King Lear, Tobacco Factory, Bristol
Monday 27 February 2012
An old man sits on the ground, his feet clapped in stocks. But he doesn't much want rescuing – in fact, he could do with the sit down.
Welcome to the bleak, comic world of Shakespeare's King Lear. Andrew Hilton's new production at Bristol's Tobacco Factory takes a while to warm up, but once in its stride, this is a Lear that appals, shocks and saddens – just as it should.
John Shrapnel tackles the monumental central role, creating a Lear who morphs by slow degrees from a stout, swaggering patriarch to a crushed shell of a man. In an exquisite exchange with his fool (played perhaps a touch too wisely by Christopher Bianchi), this Lear is gently stripped of all majesty even before the end of Act One. As Lear begins to lose his mind, Shrapnel becomes unsteady on his feet: as if only recently aware of his body.
Wandering the moor during a fierce tempest, Lear and his fool meet, first, Kent – played brilliantly by Simon Armstrong – and then the newly blind Gloucester (Trevor Cooper), a poignant symbol of the twists of fortune. Scenes laden with subtext are deftly handled by Hilton and his ensemble.
Away from the biting wind, Lear's daughters Goneril and Regan (Julia Hills and Dorothea Myer-Bennett) are wrapped in luxurious velvet. They are a terrifying team, goading each other on to ever more shocking deeds. Myer-Bennett's Regan is a woman thrilled by violence: trembling and sneering as she watches her husband (the Duke of Cornwall played by Byron Mondahl) pluck out Gloucester's eyes. The wronged, innocent daughter, Cordelia, meanwhile, is played persuasively by a doe-eyed Eleanor Yates.

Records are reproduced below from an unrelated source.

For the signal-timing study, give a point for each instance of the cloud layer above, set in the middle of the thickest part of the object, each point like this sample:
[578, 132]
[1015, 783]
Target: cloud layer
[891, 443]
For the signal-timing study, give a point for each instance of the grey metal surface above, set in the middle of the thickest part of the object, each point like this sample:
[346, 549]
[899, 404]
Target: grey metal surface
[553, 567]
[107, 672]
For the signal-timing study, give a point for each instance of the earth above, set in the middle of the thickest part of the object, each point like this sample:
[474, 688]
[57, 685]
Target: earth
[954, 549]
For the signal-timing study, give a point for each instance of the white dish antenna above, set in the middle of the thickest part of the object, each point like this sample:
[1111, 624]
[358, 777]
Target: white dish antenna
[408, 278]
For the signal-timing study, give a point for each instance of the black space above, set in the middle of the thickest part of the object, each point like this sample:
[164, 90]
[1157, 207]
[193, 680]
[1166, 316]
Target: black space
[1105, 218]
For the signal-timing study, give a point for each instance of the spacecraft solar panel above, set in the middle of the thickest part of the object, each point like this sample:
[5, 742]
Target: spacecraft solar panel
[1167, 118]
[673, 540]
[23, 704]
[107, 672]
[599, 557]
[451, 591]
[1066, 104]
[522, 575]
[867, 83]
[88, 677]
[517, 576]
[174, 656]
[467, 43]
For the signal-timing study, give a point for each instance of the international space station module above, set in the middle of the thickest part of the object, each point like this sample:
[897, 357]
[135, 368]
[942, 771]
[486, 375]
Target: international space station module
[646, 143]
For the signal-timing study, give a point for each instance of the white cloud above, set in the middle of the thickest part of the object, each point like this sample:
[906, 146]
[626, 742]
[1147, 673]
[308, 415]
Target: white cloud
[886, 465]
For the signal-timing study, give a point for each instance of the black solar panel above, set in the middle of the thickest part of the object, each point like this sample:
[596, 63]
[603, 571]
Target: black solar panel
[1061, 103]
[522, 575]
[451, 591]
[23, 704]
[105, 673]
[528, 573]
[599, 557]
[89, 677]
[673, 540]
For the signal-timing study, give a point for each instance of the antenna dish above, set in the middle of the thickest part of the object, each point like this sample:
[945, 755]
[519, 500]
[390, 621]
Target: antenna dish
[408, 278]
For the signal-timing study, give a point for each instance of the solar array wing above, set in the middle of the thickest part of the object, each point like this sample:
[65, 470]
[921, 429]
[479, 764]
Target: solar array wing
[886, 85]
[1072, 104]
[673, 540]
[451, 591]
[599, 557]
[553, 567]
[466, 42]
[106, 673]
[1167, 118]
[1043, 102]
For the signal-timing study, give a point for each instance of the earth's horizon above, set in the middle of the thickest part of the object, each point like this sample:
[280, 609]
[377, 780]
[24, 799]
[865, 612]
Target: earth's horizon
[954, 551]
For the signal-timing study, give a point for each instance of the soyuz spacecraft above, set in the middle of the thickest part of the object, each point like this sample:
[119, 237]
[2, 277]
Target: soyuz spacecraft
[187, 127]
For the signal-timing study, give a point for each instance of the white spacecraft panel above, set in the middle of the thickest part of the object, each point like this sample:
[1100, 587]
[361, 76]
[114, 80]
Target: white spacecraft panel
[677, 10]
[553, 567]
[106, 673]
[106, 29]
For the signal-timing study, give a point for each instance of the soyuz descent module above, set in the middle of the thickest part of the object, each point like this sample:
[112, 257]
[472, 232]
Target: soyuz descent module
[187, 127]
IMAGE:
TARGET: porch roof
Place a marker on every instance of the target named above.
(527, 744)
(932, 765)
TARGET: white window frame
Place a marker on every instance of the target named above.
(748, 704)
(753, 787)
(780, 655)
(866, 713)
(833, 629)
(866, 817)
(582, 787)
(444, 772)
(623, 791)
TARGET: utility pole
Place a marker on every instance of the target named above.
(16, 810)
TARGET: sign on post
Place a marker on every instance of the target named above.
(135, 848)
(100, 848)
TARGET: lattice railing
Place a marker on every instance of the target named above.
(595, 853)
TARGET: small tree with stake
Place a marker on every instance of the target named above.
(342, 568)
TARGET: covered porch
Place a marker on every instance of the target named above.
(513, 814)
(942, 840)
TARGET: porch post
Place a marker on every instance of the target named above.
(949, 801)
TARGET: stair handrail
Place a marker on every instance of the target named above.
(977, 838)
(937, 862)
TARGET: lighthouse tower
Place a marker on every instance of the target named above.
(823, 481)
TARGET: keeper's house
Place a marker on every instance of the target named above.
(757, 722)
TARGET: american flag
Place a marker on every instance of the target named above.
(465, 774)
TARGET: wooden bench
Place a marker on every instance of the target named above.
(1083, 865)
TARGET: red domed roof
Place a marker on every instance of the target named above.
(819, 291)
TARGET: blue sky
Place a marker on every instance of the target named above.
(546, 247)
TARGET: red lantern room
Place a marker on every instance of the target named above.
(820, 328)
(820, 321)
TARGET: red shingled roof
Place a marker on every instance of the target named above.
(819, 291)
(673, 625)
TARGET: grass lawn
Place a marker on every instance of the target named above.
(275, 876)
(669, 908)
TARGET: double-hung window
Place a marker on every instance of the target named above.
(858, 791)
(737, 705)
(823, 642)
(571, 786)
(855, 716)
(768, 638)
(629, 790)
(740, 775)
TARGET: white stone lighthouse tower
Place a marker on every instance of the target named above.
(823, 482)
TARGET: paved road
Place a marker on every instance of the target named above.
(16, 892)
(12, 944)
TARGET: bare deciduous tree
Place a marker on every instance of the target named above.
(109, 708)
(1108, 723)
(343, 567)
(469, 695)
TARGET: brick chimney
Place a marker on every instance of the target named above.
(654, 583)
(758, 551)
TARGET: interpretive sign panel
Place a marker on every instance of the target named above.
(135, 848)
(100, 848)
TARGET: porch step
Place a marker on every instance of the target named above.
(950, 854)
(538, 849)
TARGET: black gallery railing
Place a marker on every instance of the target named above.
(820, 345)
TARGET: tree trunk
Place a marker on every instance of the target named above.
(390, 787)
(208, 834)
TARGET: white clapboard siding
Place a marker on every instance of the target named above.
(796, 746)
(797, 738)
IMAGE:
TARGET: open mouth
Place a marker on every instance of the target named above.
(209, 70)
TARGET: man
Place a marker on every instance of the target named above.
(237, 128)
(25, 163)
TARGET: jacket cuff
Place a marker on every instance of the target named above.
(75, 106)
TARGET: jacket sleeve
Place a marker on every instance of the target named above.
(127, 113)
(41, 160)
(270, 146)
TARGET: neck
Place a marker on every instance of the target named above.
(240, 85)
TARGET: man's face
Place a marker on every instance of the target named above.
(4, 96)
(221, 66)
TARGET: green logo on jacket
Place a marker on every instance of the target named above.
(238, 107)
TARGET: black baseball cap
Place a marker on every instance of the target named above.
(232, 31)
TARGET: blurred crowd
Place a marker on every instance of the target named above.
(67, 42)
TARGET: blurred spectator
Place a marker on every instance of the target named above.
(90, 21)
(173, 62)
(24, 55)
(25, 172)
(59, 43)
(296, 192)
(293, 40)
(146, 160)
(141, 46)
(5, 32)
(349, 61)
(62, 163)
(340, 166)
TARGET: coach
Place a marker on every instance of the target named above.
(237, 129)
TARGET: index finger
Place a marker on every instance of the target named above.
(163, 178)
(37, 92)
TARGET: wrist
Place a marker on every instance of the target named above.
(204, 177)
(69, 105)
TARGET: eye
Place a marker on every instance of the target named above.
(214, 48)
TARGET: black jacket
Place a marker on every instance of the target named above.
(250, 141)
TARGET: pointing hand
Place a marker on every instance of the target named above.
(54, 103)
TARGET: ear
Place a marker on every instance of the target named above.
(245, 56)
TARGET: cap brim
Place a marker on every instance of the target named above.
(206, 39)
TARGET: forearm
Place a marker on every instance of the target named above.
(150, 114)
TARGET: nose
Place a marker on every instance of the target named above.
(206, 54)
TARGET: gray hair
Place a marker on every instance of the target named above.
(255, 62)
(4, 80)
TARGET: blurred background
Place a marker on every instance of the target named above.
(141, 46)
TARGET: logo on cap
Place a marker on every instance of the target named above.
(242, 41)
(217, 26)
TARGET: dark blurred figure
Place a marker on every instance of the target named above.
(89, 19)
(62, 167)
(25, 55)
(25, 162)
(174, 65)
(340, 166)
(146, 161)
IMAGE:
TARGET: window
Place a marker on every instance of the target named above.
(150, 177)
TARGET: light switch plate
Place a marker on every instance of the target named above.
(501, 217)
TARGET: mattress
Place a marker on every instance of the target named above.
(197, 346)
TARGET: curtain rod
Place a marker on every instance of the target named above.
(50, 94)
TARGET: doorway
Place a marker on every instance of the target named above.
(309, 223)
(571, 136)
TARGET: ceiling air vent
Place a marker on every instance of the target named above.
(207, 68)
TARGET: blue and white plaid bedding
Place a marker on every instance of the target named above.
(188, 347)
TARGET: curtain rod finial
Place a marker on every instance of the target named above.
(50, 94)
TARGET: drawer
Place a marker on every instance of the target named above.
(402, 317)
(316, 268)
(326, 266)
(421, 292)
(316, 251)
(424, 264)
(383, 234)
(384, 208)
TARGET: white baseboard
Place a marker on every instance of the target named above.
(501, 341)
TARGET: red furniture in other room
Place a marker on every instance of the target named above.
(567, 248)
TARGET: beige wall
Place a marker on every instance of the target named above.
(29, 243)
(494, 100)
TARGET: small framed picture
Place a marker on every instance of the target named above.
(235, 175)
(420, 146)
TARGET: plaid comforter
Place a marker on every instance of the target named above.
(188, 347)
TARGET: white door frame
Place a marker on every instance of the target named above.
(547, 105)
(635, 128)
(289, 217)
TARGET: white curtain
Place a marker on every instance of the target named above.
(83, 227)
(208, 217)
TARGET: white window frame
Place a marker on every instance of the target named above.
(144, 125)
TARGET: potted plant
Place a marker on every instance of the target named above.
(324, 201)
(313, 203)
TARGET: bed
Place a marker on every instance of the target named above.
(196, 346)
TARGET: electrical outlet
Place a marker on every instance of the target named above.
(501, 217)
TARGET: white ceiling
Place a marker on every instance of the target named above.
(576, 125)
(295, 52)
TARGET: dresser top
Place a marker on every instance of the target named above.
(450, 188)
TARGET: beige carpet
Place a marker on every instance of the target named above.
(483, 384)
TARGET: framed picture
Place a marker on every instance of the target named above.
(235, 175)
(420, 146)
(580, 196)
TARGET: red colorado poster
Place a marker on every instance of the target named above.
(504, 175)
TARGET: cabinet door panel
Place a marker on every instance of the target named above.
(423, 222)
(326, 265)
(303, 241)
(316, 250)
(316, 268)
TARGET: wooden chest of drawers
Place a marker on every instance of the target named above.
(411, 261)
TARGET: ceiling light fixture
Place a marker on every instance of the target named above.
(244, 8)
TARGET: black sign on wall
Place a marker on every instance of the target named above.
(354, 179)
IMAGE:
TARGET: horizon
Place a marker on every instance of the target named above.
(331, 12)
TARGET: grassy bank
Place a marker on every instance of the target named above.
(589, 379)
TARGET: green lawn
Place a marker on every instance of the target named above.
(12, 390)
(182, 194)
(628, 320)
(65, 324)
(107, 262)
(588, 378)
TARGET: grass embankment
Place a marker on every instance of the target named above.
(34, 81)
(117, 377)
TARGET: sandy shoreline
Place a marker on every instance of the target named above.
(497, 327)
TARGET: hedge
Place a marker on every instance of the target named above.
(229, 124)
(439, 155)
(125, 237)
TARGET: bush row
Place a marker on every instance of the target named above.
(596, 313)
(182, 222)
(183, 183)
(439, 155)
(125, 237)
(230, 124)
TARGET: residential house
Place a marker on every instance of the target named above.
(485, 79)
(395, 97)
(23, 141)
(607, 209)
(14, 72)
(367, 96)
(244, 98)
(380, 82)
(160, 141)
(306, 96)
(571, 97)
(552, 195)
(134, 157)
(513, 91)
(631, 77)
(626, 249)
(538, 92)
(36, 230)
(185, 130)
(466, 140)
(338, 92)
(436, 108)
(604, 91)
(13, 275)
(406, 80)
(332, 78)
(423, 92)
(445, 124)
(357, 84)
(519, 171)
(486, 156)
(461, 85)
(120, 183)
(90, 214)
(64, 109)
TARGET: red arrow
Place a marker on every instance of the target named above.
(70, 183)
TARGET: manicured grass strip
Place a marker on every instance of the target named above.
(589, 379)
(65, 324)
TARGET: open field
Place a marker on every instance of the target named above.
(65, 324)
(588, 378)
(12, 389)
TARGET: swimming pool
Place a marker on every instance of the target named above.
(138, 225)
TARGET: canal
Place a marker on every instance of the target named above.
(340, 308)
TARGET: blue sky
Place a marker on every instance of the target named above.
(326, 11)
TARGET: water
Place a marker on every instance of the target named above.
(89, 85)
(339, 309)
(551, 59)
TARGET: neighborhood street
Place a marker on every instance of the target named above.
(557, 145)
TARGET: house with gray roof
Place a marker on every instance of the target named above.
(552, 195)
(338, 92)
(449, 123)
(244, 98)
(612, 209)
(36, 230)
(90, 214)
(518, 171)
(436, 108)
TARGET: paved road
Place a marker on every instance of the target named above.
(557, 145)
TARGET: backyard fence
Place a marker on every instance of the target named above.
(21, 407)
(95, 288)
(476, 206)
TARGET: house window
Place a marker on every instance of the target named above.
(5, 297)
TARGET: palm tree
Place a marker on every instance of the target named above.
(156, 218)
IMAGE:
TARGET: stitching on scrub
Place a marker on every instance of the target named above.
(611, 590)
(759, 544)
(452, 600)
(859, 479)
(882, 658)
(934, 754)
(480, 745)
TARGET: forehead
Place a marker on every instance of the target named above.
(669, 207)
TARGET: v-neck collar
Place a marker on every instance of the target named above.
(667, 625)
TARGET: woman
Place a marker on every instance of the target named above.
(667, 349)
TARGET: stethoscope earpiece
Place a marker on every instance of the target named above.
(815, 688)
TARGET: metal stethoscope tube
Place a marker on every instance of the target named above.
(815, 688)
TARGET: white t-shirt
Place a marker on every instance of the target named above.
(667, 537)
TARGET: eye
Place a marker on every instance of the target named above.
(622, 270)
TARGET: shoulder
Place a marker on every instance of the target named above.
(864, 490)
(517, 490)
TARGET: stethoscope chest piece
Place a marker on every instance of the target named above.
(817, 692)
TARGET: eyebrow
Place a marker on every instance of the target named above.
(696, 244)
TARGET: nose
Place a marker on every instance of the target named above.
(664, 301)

This is a production that has confidence in the power of Shakespeare's text. The only element that jars is Harriet de Winton's design – the production begins in lavish Elizabethan costume, but as the play goes on, modern touches appear. The men wear combat trousers, Edmund (Jack Whitam) dons a leather jackets and, in the final act, Lear is brought on in a very modern wheelchair.
Still, there's no arguing with Hilton's staging of one of Shakespeare's most affecting ending. Shrapnel's Lear pads on to the stage carrying Cordelia's body in a mockery of a pietà before letting out an animal howl of pain. This is a gruesome play but, as this production manages to demonstrate, King Lear's true horrors go beyond its bloody acts.